In 1492 AD, Christopher Columbus famously sailed across the Atlantic and landed in the Americas. He and his men were the first Europeans to wash up in the Bahamas, Hispaniola (Dominican Republic and Haiti) and eastern Cuba. On his return to Spain, the controversial explorer reported that the Caribbean was a land of gold laden islands. His brother, Bartholomew, later returned to the Americas and identified Hispaniola’s land and indigenous people as potentially profitable for the Spanish crown. Bartholomew estimated about 1.1 million people lived on Hispaniola, but modern scholars have generally used the range of 250,000 to a million people. However, the actual Caribbean aboriginal population is now known based on a new Caribbean DNA study published in the journal Nature, which fuses decades of archaeological work with cutting edge genetic technology.

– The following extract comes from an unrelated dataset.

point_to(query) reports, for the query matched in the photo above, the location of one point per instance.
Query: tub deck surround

This breakthrough study shows that the local population before the arrival of the Spanish was much lower and far less heterogenous than thought.
Archaeologists and anthropologists know that the Caribbean was one of the last parts of the Americas settled by humans, but a new study of DNA has revealed when, how, and where the original Caribbean inhabitants came from.
Professor David Reich of the Harvard Medical School led a team of researchers who analyzed “the genomes of 263 individuals,” representing the largest ever study of ancient human DNA in the Americas. The Caribbean DNA study concluded that the Caribbean had been settled by two major migratory waves of highly mobile people, separated by thousands of years. However, according to an article by the Florida Museum of Natural History , on their way to this conclusion, the researchers developed a new genetic technique for estimating the island’s past population size, prior to the first Spanish landings.
A new paper studying ancient DNA from the Caribbean, posted this week on bioRxiv, explains that the Caribbean has one of the most culturally diverse mixes of human beings on the planet, but it was one of the last places in the Americas to be occupied by people between 8000 and 5000 years ago. Where these early migrants came from has always been a mystery until this study of ancient DNA probed into the deep history of the Caribbean and the story discovered by the researchers is one of “migration and cultural mingling” revealing how descendants of the first inhabitants interacted with new waves of migrants who arrived about 2800 years ago.